When working, we depend on our hands and fingers more than any other body parts. Most of workers perform involve hands and fingers to some degree. In this case, injuries to hands and fingers are among the most preventable types.
One of the most familiar ways to protect hands and fingers is the use of gloves. However, simply telling a worker or butcher to wear gloves is an inadequate approach. There are many types of gloves, each with specific properties, so it’s necessary to match the type of glove to the task to be performed. Choosing the wrong types of glove could actually increase the potential for injury.
If workers take gloves, why do so many injuries occur? In some cases, it’s because the worker is using the wrong type of glove for the hazard, or a glove that can’t perform its function properly because of damage. One more, it may be that workers believe the glove to be uncomfortable or interfering with the work. That’s why supervisors need to ensure that workers have access to gloves that are comfortable, functional, and provide the proper protection.
What glove is right one for you?
The main part of every safety program is assessing the potential hazards associated with the worksite and the specific task that will be performed.
Heat and cold. For hot work or tasks involving either very cold materials or in cold environments, insulated gloves generally offer the best choice. If the worker will be close to a radiant heat source, an insulated glove made from reflective materials may be needed.
Chemicals. There are many types of gloves that may be suitable for working with chemicals. However, no single type is best for every type of chemical. It’s critical to understand the specific hazards associated with the chemicals and form of those chemicals the workers may encounter. Depending upon the nature of the chemical and the type of potential exposure (whether constant or incidental),stainless steel mesh,rubber, vinyl, neoprene, or other gloves may be the best choice.

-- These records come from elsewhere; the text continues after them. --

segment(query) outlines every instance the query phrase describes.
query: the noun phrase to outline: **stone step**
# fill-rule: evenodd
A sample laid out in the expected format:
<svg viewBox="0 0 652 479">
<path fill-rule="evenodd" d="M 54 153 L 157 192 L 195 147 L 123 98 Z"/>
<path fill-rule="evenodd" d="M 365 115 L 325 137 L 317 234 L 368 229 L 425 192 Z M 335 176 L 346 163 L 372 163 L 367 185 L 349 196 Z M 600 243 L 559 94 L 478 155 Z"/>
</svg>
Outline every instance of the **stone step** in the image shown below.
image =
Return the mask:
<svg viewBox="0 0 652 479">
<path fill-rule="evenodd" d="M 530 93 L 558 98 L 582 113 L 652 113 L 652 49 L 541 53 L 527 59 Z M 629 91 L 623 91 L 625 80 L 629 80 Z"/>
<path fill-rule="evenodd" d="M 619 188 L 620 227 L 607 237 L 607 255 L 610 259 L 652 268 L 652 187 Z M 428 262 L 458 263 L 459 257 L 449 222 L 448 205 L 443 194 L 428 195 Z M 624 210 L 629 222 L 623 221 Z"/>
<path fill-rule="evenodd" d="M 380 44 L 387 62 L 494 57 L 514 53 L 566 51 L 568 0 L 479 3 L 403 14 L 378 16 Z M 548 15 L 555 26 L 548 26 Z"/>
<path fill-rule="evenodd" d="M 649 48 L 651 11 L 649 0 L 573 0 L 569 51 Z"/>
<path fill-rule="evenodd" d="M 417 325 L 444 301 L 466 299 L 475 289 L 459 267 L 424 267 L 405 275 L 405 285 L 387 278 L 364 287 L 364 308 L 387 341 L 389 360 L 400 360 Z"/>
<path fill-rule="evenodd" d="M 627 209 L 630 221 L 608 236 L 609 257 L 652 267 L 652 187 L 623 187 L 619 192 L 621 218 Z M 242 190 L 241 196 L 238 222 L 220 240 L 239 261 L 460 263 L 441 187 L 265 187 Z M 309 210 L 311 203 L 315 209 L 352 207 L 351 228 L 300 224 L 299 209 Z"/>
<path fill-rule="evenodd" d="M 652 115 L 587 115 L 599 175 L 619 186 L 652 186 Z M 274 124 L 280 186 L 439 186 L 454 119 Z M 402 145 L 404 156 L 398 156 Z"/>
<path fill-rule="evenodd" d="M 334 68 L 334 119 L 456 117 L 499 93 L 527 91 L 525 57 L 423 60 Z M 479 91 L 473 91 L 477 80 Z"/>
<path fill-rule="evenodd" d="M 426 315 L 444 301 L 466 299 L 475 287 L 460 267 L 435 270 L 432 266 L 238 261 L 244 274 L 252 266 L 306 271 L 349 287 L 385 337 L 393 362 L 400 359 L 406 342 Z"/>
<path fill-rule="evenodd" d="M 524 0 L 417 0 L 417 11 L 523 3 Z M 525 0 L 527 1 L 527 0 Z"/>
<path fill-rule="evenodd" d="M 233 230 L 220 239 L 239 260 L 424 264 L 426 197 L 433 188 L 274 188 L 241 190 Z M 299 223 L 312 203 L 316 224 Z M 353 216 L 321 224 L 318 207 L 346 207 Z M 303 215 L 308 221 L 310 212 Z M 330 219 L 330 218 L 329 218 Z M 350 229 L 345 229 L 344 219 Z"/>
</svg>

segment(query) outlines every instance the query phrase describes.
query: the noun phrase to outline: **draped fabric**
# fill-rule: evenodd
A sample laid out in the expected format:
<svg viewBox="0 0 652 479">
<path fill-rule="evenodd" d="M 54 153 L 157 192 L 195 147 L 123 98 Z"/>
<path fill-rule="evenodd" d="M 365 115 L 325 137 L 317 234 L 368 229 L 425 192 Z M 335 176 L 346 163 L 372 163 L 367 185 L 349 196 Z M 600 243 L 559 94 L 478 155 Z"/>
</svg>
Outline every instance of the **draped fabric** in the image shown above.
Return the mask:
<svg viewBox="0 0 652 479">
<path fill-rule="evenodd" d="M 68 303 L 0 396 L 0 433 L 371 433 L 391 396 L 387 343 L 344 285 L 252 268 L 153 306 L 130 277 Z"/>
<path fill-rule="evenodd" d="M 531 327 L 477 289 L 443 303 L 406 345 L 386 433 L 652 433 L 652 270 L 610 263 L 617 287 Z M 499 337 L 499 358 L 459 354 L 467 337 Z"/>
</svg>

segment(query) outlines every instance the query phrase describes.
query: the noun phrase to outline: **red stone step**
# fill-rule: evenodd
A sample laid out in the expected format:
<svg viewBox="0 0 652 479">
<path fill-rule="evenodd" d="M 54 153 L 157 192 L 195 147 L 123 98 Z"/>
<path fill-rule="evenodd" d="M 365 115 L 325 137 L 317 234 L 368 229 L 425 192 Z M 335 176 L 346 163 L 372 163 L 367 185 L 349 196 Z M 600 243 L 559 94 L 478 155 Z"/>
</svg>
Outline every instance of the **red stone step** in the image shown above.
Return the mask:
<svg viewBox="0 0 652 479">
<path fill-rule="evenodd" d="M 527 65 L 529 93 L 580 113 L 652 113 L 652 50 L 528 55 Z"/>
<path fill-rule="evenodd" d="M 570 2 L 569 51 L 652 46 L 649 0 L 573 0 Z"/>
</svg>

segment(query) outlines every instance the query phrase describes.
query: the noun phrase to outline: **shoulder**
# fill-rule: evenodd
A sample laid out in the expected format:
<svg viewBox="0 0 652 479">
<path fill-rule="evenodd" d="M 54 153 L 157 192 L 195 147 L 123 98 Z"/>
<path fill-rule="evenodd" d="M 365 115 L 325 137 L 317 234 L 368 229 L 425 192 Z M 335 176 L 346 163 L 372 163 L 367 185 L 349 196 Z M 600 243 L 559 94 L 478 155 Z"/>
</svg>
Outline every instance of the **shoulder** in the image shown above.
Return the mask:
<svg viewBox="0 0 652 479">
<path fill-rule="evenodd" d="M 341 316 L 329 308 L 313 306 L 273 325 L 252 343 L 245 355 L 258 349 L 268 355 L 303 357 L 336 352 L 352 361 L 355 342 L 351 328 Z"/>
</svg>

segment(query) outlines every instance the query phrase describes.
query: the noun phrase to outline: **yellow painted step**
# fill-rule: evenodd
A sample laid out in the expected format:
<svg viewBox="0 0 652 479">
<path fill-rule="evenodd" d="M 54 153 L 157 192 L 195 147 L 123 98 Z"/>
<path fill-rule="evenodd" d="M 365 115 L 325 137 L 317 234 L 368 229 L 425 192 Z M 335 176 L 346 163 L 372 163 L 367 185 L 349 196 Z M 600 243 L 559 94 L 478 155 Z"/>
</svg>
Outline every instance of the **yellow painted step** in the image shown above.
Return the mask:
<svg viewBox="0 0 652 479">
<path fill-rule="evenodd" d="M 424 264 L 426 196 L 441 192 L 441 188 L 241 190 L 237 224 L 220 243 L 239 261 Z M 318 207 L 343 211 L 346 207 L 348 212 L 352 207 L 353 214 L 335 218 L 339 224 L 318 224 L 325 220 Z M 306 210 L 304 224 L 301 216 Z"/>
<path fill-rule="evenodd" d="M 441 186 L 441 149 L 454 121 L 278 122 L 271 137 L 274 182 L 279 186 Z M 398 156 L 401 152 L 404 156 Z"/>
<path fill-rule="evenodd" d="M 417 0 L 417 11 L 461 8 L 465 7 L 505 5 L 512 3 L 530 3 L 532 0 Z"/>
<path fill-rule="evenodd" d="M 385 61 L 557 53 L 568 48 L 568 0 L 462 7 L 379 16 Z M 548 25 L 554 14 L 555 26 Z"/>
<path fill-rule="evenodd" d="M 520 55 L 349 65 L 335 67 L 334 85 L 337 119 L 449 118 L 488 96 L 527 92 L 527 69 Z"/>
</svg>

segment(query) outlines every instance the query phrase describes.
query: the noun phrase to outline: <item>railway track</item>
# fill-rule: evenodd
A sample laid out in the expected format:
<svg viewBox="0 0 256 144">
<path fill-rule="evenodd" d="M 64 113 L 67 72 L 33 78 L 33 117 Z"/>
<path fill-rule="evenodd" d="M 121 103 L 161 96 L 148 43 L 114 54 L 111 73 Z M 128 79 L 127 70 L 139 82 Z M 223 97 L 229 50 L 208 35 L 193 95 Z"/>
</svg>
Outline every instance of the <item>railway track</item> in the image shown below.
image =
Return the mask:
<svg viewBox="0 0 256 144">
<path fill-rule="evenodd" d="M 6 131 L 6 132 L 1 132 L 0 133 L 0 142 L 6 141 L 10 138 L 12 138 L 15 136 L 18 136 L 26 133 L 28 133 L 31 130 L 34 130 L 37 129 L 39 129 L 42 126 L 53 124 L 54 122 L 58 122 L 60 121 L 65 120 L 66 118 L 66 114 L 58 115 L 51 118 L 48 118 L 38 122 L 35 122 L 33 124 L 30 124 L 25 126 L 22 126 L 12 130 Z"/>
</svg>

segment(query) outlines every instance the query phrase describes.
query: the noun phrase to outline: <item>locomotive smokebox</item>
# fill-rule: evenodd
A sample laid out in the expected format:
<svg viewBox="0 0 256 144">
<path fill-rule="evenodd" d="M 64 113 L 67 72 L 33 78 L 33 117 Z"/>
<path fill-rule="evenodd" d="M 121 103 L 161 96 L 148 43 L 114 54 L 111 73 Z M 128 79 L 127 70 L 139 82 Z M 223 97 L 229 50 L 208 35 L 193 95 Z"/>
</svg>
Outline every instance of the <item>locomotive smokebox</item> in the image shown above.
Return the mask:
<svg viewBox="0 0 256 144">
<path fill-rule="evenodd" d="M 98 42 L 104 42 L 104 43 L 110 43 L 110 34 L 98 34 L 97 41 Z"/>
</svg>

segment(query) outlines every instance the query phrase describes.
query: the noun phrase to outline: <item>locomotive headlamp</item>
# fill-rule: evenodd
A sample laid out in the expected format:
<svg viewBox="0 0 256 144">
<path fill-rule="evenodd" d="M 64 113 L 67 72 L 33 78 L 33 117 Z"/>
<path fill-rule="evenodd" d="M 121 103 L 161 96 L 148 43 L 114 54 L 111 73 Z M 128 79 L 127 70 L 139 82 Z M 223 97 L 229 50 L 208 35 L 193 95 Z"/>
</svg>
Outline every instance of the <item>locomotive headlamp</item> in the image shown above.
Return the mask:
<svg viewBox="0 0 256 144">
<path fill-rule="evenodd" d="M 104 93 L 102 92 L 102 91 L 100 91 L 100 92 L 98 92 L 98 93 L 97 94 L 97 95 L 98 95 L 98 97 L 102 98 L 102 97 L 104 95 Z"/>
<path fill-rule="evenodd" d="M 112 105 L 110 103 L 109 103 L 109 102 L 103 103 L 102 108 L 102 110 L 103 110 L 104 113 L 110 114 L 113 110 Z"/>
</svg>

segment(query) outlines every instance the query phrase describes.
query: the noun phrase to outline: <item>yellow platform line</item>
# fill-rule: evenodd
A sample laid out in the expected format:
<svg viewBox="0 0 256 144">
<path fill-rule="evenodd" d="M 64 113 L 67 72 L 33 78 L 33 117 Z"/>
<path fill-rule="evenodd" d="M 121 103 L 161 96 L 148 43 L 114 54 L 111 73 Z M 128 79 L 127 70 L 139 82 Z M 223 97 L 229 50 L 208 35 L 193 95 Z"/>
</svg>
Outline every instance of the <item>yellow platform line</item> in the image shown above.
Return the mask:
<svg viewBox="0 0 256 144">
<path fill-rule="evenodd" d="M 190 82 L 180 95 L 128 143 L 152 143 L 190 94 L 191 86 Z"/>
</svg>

Dangerous surfaces. When workers have to handle sharp objects or surfaces that are jagged or rough, cut-resistant gloves made from stainless steel mesh will offer the greatest protection against cuts and punctures. In situations involving particularly sharp materials or cutting tools, workers may best be protected by gloves made from materials such as Kevlar® (which is also used in bulletproof vests).
Electricity. If the work may exposure the worker to electrical hazards such as shock, the best choice will likely be gloves made from insulating rubber materials.
Fire-retardant. If a worker may come in contact with open flame, this type of glove will provide the best protection.
Delicate materials. Sometimes, the purpose of the glove isn’t to protect the workers from the material, but to protect the material from the worker. An example of this is a workpiece that may be affected by oils in the skin. In these situations, gloves made from a soft material such as cotton may be optimal.